President Joe Biden has vowed “consequences” for US-Saudi ties over an OPEC+ decision
News Desk
DUBAI: A public spat between the United States and Saudi Arabia will not deter top Wall Street executives and US business leaders from a flagship investment event starting on Tuesday where the kingdom will seek deals to reduce its economy’s reliance on oil.
President Joe Biden has vowed “consequences” for US-Saudi ties over an OPEC+ decision this month to cut oil output targets, which Riyadh defended as serving market stability.
The dispute was the latest shadow to be cast over the annual Future Investment Initiative (FII), which was hit by a Western boycott over the 2018 murder of Saudi journalist Jamal Khashoggi and by the pandemic in 2020, leaving it a far cry from the 2017 inaugural event that Riyadh billed as “Davos in the Desert”.
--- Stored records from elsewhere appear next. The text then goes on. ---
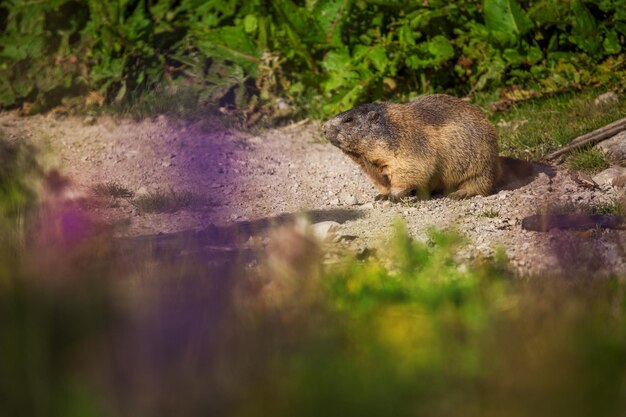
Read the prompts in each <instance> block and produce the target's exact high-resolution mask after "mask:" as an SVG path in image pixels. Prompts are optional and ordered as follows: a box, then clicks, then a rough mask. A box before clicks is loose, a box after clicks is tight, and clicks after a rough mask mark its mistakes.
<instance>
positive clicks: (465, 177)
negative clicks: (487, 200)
mask: <svg viewBox="0 0 626 417" xmlns="http://www.w3.org/2000/svg"><path fill="white" fill-rule="evenodd" d="M324 131H325V133H326V136H327V137H328V139H329V140H330V142H331V143H333V144H334V145H335V146H337V147H339V148H340V149H342V150H343V151H344V152H346V153H347V154H348V155H349V156H350V157H351V158H352V159H354V160H355V161H356V162H357V163H359V165H361V167H362V168H363V169H364V170H365V172H366V173H367V174H368V175H369V176H370V177H371V178H372V179H373V180H374V182H375V184H376V185H377V186H378V188H379V189H380V191H381V194H382V197H385V196H390V197H391V198H392V199H398V198H401V197H403V196H406V195H408V194H410V193H411V192H414V191H415V192H417V193H419V194H421V195H424V194H428V193H430V192H432V191H442V192H444V193H446V194H450V196H452V197H457V198H464V197H469V196H472V195H476V194H481V195H487V194H489V193H491V192H492V191H493V187H494V185H495V182H496V179H497V177H498V175H499V160H498V140H497V135H496V131H495V129H494V127H493V126H492V125H491V124H490V123H489V121H488V120H487V119H486V118H485V116H484V115H483V114H482V113H481V112H480V110H478V109H476V108H475V107H473V106H471V105H469V104H468V103H466V102H464V101H462V100H459V99H457V98H455V97H451V96H447V95H442V94H436V95H428V96H422V97H420V98H418V99H417V100H415V101H413V102H411V103H407V104H396V103H380V104H367V105H364V106H359V107H356V108H354V109H352V110H350V111H348V112H345V113H342V114H340V115H338V116H336V117H335V118H333V119H331V120H329V121H328V122H327V123H325V125H324Z"/></svg>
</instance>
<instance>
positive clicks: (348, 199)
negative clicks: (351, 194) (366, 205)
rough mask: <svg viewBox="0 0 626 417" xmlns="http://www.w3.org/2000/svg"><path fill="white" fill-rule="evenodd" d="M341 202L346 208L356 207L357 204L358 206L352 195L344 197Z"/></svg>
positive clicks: (356, 199)
mask: <svg viewBox="0 0 626 417" xmlns="http://www.w3.org/2000/svg"><path fill="white" fill-rule="evenodd" d="M343 202H344V204H346V205H348V206H356V205H357V204H359V201H358V200H357V199H356V197H355V196H353V195H349V196H347V197H345V198H344V199H343Z"/></svg>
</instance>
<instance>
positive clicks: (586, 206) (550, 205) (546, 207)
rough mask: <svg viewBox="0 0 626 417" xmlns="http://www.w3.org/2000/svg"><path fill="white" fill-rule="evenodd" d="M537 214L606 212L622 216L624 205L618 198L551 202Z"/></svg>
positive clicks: (596, 213)
mask: <svg viewBox="0 0 626 417" xmlns="http://www.w3.org/2000/svg"><path fill="white" fill-rule="evenodd" d="M539 214H584V215H595V214H608V215H613V216H623V215H624V206H623V204H622V202H620V201H619V200H611V201H607V202H600V203H584V204H581V203H571V202H570V203H565V204H551V205H548V206H547V207H543V208H542V209H541V210H539Z"/></svg>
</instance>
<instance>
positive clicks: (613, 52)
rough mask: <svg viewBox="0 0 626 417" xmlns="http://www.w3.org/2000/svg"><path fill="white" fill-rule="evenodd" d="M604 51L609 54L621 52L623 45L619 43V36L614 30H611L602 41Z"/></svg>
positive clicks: (602, 45)
mask: <svg viewBox="0 0 626 417" xmlns="http://www.w3.org/2000/svg"><path fill="white" fill-rule="evenodd" d="M602 46H603V47H604V52H605V53H606V54H607V55H613V54H619V53H620V51H621V50H622V46H621V45H620V44H619V38H618V36H617V33H616V32H615V31H614V30H611V31H609V32H608V33H607V34H606V37H605V38H604V41H603V42H602Z"/></svg>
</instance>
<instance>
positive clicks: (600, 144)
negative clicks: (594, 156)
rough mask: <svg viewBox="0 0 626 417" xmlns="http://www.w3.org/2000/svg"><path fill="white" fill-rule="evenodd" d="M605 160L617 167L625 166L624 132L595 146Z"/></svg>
mask: <svg viewBox="0 0 626 417" xmlns="http://www.w3.org/2000/svg"><path fill="white" fill-rule="evenodd" d="M596 148H597V149H599V150H600V151H601V152H602V153H604V155H605V156H606V159H607V160H608V161H609V162H611V163H613V164H618V165H625V164H626V131H624V132H620V133H618V134H617V135H615V136H613V137H612V138H610V139H607V140H605V141H602V142H600V143H598V144H597V145H596Z"/></svg>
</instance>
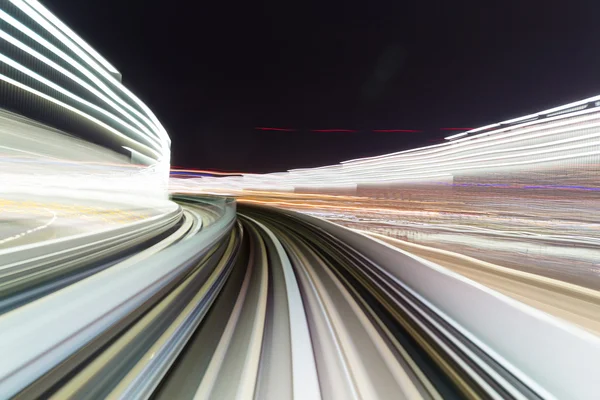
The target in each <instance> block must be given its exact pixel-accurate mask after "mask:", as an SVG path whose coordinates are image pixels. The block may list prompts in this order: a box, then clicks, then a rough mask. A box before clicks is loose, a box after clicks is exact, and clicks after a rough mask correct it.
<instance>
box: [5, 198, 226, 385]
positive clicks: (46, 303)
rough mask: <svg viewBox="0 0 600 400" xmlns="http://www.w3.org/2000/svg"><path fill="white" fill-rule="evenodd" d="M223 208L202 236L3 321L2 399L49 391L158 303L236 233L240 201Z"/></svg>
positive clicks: (45, 301)
mask: <svg viewBox="0 0 600 400" xmlns="http://www.w3.org/2000/svg"><path fill="white" fill-rule="evenodd" d="M222 205H223V206H222V217H221V218H219V219H218V220H216V221H215V222H214V223H213V224H211V225H209V226H206V227H203V229H202V230H201V231H199V232H198V233H197V234H196V235H194V236H191V237H187V238H186V239H185V240H182V241H179V242H177V243H175V244H173V245H171V246H170V247H168V248H166V249H164V250H162V251H160V252H158V253H157V254H155V255H153V256H152V257H150V258H148V259H145V260H142V261H139V262H135V263H133V264H132V263H130V262H123V263H118V264H116V265H113V266H112V267H111V268H108V269H105V270H103V271H101V272H98V273H96V274H94V275H92V276H90V277H89V278H87V279H85V280H83V281H80V282H78V283H77V284H75V285H71V286H69V287H66V288H64V289H62V290H59V291H57V292H55V293H53V295H52V296H50V297H48V298H43V299H40V300H37V301H34V302H32V303H30V304H28V305H27V306H26V307H22V308H18V309H16V310H13V311H12V312H9V313H7V314H4V315H2V316H0V353H2V361H1V362H0V397H11V396H13V395H15V394H17V393H19V392H20V391H21V390H23V389H25V388H26V387H27V386H28V385H30V384H31V383H32V382H34V381H36V385H37V386H35V387H34V388H28V389H27V390H28V391H32V392H28V393H29V394H30V395H32V396H33V397H35V394H32V393H34V392H35V393H38V394H39V393H40V392H38V390H40V391H41V392H43V391H44V390H47V389H48V385H51V384H52V383H49V382H52V379H53V378H52V377H56V375H53V374H59V372H57V371H58V370H60V374H63V373H68V372H69V371H70V369H72V368H75V367H76V366H77V365H78V362H81V361H82V360H83V359H85V358H86V357H88V356H89V355H91V354H92V353H93V352H94V351H95V350H96V349H98V348H99V347H100V346H103V345H104V344H106V343H107V342H108V341H109V340H111V338H113V337H114V336H115V335H116V334H118V332H120V331H121V330H122V329H124V328H125V327H126V326H127V324H129V323H130V322H132V321H134V320H135V318H137V317H138V316H141V315H142V314H143V313H144V312H145V311H146V310H148V309H149V308H150V307H151V306H152V305H154V304H155V303H156V302H157V301H159V300H160V299H161V298H162V296H163V295H164V294H166V293H167V292H168V291H169V290H170V289H172V288H173V287H174V285H176V284H178V283H179V282H180V281H181V279H183V277H185V276H187V274H188V273H189V272H190V271H191V270H192V269H193V268H195V267H196V266H197V265H198V262H199V261H200V260H201V259H203V257H205V256H206V255H207V253H208V251H209V250H210V249H212V248H213V247H214V246H215V245H216V244H217V243H219V242H220V241H221V240H222V239H223V238H225V236H226V235H228V234H230V232H231V230H232V229H233V227H234V224H235V221H236V213H235V202H233V201H231V200H225V199H222ZM220 281H222V279H221V280H220ZM217 291H218V290H217ZM212 292H214V290H213V291H211V293H212ZM195 315H196V313H191V314H190V315H189V316H190V318H194V317H195ZM186 324H187V323H186ZM185 326H187V325H185ZM185 329H186V330H185V331H186V332H187V333H186V335H188V334H190V332H191V331H190V330H189V329H187V328H185ZM182 334H183V333H182ZM180 339H181V335H179V334H177V335H175V336H173V340H176V341H177V343H179V340H180ZM167 349H168V346H167ZM172 356H173V355H172V354H171V355H169V354H167V353H164V354H163V353H161V357H157V359H159V360H156V362H159V361H160V362H161V363H164V362H167V364H166V365H168V360H171V361H170V362H172V360H173V357H172ZM165 357H166V358H165ZM67 360H68V362H67ZM165 360H167V361H165ZM154 363H155V360H151V363H150V364H151V365H150V366H148V367H147V368H150V369H152V370H153V371H154V369H153V368H154V367H156V365H155V364H154ZM161 365H162V364H161ZM153 366H154V367H153ZM163 366H164V365H163ZM163 370H164V368H163V369H161V371H163ZM154 372H156V371H154ZM154 372H153V373H154ZM61 376H62V375H61ZM42 377H43V379H41V380H40V379H39V378H42ZM154 382H155V383H156V382H157V380H154ZM133 384H134V386H135V387H136V388H137V389H132V390H135V391H137V390H142V391H144V390H146V389H147V388H148V386H147V382H145V381H143V382H142V381H139V380H137V379H136V380H134V382H133Z"/></svg>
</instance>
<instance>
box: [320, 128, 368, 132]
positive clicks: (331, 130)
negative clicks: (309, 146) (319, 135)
mask: <svg viewBox="0 0 600 400" xmlns="http://www.w3.org/2000/svg"><path fill="white" fill-rule="evenodd" d="M310 131H311V132H358V131H357V130H354V129H342V128H333V129H311V130H310Z"/></svg>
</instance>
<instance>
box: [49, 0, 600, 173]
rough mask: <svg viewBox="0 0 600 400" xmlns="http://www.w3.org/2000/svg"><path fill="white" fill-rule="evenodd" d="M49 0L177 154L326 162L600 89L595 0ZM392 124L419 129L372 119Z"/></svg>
mask: <svg viewBox="0 0 600 400" xmlns="http://www.w3.org/2000/svg"><path fill="white" fill-rule="evenodd" d="M45 4H46V6H47V7H48V8H50V9H51V10H52V11H53V12H54V13H55V14H56V15H57V16H59V17H60V18H61V19H62V20H63V21H64V22H66V23H67V24H68V25H69V26H71V27H72V28H73V29H74V30H75V31H76V32H78V33H79V34H80V35H81V36H82V37H83V38H84V39H86V40H87V41H88V42H89V43H90V44H91V45H92V46H93V47H95V48H96V49H97V50H98V51H99V52H100V53H101V54H103V55H104V56H105V57H106V58H107V59H108V60H109V61H110V62H111V63H112V64H113V65H114V66H115V67H116V68H117V69H119V70H120V71H121V73H122V75H123V82H124V83H125V84H126V85H127V86H128V87H130V88H131V89H132V90H133V91H134V92H135V93H136V94H138V95H139V97H140V98H141V99H142V100H143V101H145V102H146V103H147V104H148V105H149V106H150V108H151V109H152V110H153V111H154V112H155V113H156V115H157V116H158V118H159V119H160V120H161V121H162V123H163V124H164V125H165V127H166V129H167V131H168V132H169V134H170V135H171V138H172V141H173V146H172V150H173V159H172V163H173V165H177V166H184V167H194V168H203V169H220V170H242V171H252V172H268V171H275V170H286V169H290V168H297V167H310V166H318V165H322V164H330V163H335V162H339V161H342V160H345V159H350V158H356V157H363V156H369V155H375V154H381V153H385V152H392V151H397V150H402V149H406V148H411V147H414V146H420V145H427V144H430V143H431V141H432V140H439V139H440V138H441V137H443V136H447V135H448V133H447V132H440V131H439V128H441V127H456V126H458V127H464V126H466V127H477V126H481V125H484V124H488V123H492V122H498V121H500V120H503V119H507V118H512V117H518V116H521V115H524V114H526V113H528V112H534V111H540V110H542V109H544V108H549V107H552V106H556V105H560V104H564V103H567V102H570V101H575V100H579V99H581V98H584V97H588V96H592V95H595V94H599V93H600V24H599V23H598V15H600V14H599V13H598V11H600V4H599V2H598V1H597V0H589V1H585V0H584V1H579V2H577V1H569V2H567V1H553V0H550V1H536V0H532V1H525V0H520V1H473V0H470V1H466V0H463V1H460V0H458V1H448V0H429V1H423V0H414V1H402V0H390V1H376V0H374V1H362V2H359V1H341V2H337V3H336V2H326V1H322V2H315V3H309V2H306V1H299V2H289V1H281V0H279V1H272V2H262V3H261V2H252V1H243V2H231V1H211V2H205V1H198V2H182V1H179V2H177V1H174V2H165V1H152V0H145V1H142V0H102V1H100V0H86V1H82V0H53V1H51V0H46V1H45ZM256 126H275V127H291V128H296V129H299V131H298V132H261V131H256V130H254V127H256ZM315 128H348V129H356V130H360V131H361V132H359V133H317V132H310V131H309V130H310V129H315ZM394 128H402V129H418V130H423V131H424V132H422V133H373V132H371V131H372V130H373V129H394Z"/></svg>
FII recovered in 2019 after the uproar over Khashoggi’s killing by Saudi agents, drawing big names from financial, defence and energy firms with strategic interests in the world’s top oil exporter, but garnered relatively meagre foreign inflows.
More than 400 US delegates are expected to attend this week, Richard Attias, CEO of the FII Institute, told Reuters, adding this was the largest representation of a foreign country.
This year’s edition, running October 25-27, includes JPMorgan boss Jamie Dimon, Pimco Vice Chairman John Studzinski and a BNY Mellon executive as speakers, and they still plan to go, spokespeople for the companies told Reuters.
Top executives from Goldman Sachs, Blackstone, Bridgewater Associates, Boeing and Franklin Templeton are on the agenda. Goldman Sachs declined comment, while the rest did not respond.
JPMorgan and Goldman Sachs made nearly $77 million and $42 million respectively in investment banking fees in Saudi Arabia last year, Refinitiv data showed. JPM remains at the top of the league table in 2022 with over $39 million so far.